In response, perhaps, to yesterday's detailed NYT story, which suggested that the Bush administration ignored significant doubts that Saddam Hussein was attempting to reconstitute his nukes program, Condoleezza Rice hit the Sunday shows to defend the decision to go to war. Although a mountain of evidence shows that it is unlikely that aluminum tubes Iraq had purchased could be used in uranium centrifuges, Rice said, "As I understand it, people are still debating this." An expert told the WP that Rice "is being disingenuous, and just departing from any effort to find the truth."
The papers check in on that other presidential election—the one in Afghanistan, which takes place on Oct. 9. The WP fronts a piece about fears that intimidation by local warlords will taint the result. In a survey over the summer, some 88 percent of Afghan respondents said the government had to do more to curb the power of regional militias.

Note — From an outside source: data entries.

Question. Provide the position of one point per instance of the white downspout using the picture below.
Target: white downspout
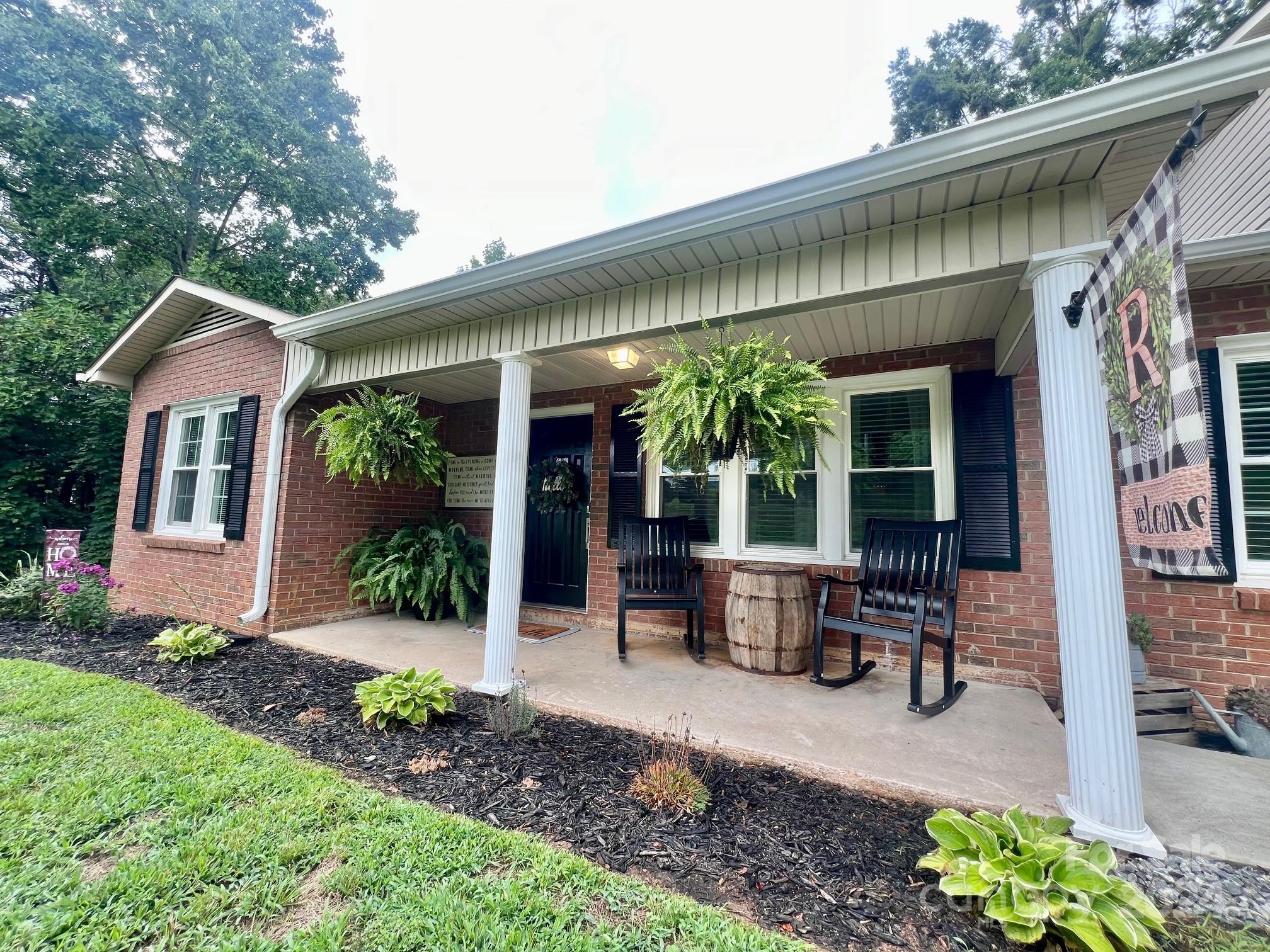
(272, 479)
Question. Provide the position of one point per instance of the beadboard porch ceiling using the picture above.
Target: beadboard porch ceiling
(966, 312)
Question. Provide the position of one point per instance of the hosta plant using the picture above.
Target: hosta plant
(188, 643)
(1029, 876)
(380, 437)
(737, 399)
(409, 696)
(423, 567)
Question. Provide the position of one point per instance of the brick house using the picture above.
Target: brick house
(927, 277)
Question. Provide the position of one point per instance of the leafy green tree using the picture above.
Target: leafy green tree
(493, 252)
(972, 71)
(147, 139)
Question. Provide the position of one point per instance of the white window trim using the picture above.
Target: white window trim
(832, 496)
(1231, 352)
(200, 528)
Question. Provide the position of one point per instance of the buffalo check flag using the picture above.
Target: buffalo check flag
(1151, 381)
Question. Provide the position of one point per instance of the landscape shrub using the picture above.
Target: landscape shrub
(79, 597)
(22, 592)
(408, 696)
(190, 642)
(1024, 873)
(667, 779)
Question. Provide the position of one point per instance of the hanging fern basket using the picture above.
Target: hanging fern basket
(736, 400)
(554, 487)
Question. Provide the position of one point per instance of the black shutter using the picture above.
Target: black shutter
(146, 475)
(241, 467)
(1218, 468)
(625, 471)
(987, 473)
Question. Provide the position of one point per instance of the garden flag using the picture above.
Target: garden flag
(1151, 378)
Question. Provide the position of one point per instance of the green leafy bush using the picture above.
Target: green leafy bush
(426, 567)
(190, 642)
(79, 599)
(1140, 631)
(1255, 702)
(1034, 880)
(738, 399)
(381, 437)
(409, 696)
(22, 592)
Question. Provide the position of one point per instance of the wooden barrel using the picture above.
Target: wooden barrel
(770, 618)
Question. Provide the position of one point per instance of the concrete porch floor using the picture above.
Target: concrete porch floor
(1000, 745)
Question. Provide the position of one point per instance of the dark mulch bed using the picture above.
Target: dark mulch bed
(826, 863)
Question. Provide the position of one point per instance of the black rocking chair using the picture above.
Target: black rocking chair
(656, 572)
(908, 572)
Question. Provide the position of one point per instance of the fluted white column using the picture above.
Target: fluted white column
(507, 542)
(1105, 783)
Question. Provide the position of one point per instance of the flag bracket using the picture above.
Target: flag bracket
(1075, 309)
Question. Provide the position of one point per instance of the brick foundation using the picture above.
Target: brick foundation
(1212, 637)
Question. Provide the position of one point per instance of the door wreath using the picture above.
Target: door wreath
(552, 487)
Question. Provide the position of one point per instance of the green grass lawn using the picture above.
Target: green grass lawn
(129, 822)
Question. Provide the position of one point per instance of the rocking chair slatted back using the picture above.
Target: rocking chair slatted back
(900, 558)
(657, 557)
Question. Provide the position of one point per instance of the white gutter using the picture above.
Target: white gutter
(272, 480)
(1084, 117)
(1227, 251)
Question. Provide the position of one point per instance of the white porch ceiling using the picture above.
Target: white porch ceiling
(966, 312)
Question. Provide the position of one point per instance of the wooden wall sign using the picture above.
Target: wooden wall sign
(470, 483)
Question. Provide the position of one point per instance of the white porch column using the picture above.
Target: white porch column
(507, 542)
(1105, 798)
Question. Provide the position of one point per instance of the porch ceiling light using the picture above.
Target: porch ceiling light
(624, 358)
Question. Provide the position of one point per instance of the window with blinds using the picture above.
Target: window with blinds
(891, 473)
(776, 519)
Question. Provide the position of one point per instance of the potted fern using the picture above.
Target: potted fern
(430, 568)
(381, 437)
(737, 399)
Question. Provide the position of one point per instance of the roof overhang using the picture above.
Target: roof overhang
(168, 312)
(1138, 102)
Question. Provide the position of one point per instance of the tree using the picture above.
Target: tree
(147, 139)
(493, 252)
(972, 71)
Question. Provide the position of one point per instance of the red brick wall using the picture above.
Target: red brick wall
(221, 582)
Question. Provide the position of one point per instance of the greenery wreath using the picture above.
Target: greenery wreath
(552, 487)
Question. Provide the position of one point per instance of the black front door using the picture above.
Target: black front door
(556, 543)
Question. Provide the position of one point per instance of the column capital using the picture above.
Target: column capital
(516, 357)
(1078, 254)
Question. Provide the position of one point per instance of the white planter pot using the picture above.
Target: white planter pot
(1137, 666)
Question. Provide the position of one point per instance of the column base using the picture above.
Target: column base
(484, 687)
(1140, 842)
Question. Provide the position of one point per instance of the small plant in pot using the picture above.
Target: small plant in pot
(1140, 643)
(737, 399)
(428, 568)
(1251, 707)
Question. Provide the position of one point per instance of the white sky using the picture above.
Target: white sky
(544, 121)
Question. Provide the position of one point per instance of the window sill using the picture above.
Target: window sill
(186, 543)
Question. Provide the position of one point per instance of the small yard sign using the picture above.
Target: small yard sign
(470, 483)
(60, 543)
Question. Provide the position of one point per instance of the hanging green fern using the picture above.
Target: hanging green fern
(737, 400)
(425, 567)
(381, 437)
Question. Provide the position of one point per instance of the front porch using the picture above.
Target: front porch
(1000, 745)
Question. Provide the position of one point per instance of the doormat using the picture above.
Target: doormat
(535, 632)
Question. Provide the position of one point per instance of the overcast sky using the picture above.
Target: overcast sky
(542, 122)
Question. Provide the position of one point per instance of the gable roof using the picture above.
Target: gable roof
(178, 305)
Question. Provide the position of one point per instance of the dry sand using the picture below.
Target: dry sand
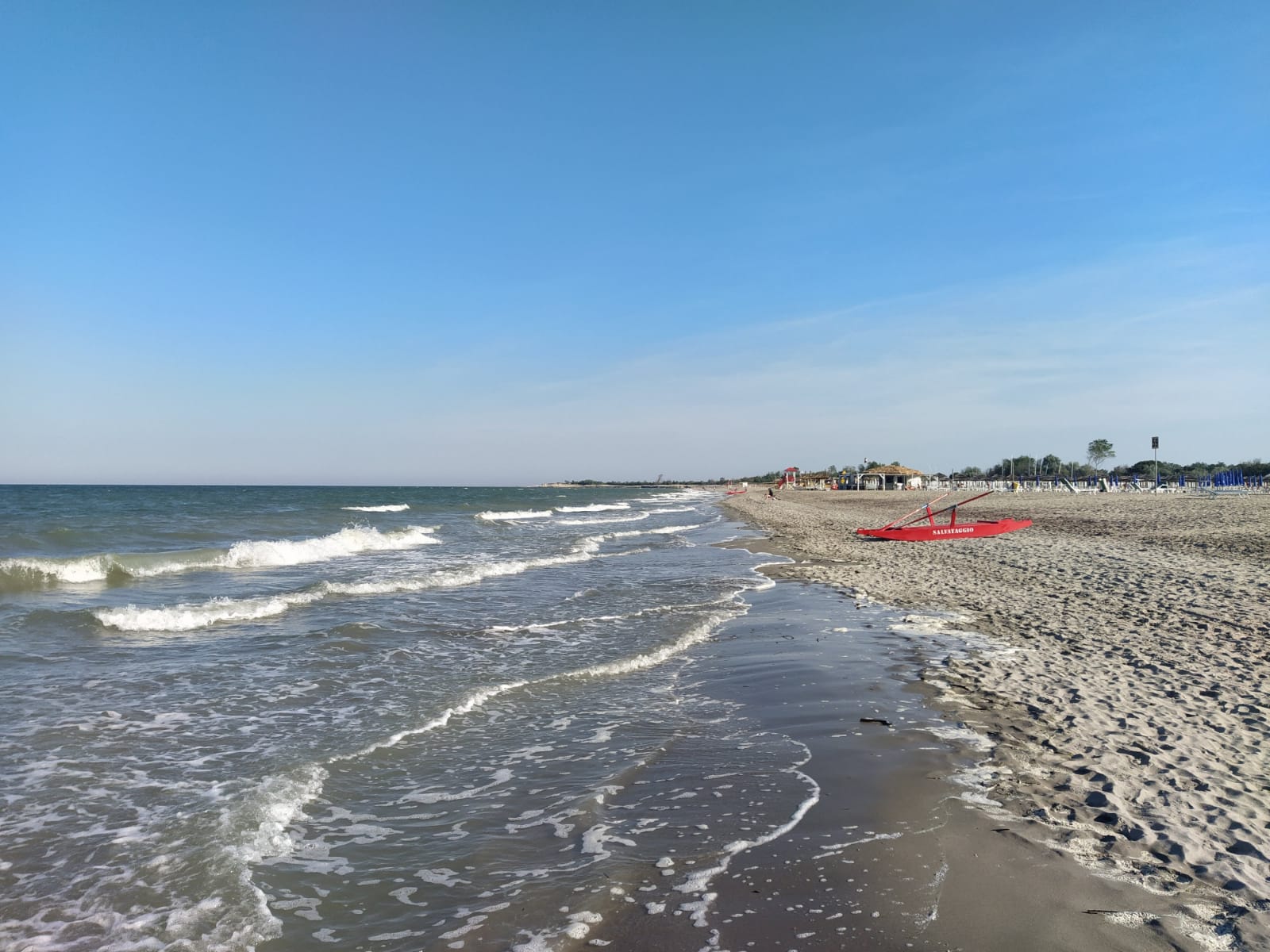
(1128, 716)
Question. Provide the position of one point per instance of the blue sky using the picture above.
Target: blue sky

But the NYT focuses more hopefully on democracy classes, which school voters in the art of the secret ballot. "Suppose you are faced with a commander or very rich person and he wants you to vote for the person he wants," a civic educator told one class. "You can tell him 'O.K.,' but when you go to vote, no one can see what you do, and when you come out, he will not know who you voted for."
Spanish and French authorities captured the leader of the Basque separatist group ETA yesterday in a raid in southwestern France. There are few details, but Spain's El Mundoreports that the operation was four years in the making.
Last Thursday, the WP reported some rather, um, bold propaganda moves by the Pentagon and the U.S. Agency for International Development—including a USAID decision to restrict distribution of less-than-upbeat reports Kroll Security International has been preparing for the Agency about the situation in Iraq. (Those reports formed the basis of a particularly damning WP piece last Sunday, which prompted USAID to stop distributing them.) The Post's Al Kamen notes inside, however, that some Kroll reports are still available online; the most recent pours cold water on the prospect than an election can be held by January and suggests U.S. intransigence on the issue is a ploy tied to Bush's re-election campaign. Kamen offers the administration some advice: "Either these guys get on message, or that contract will have to be terminated."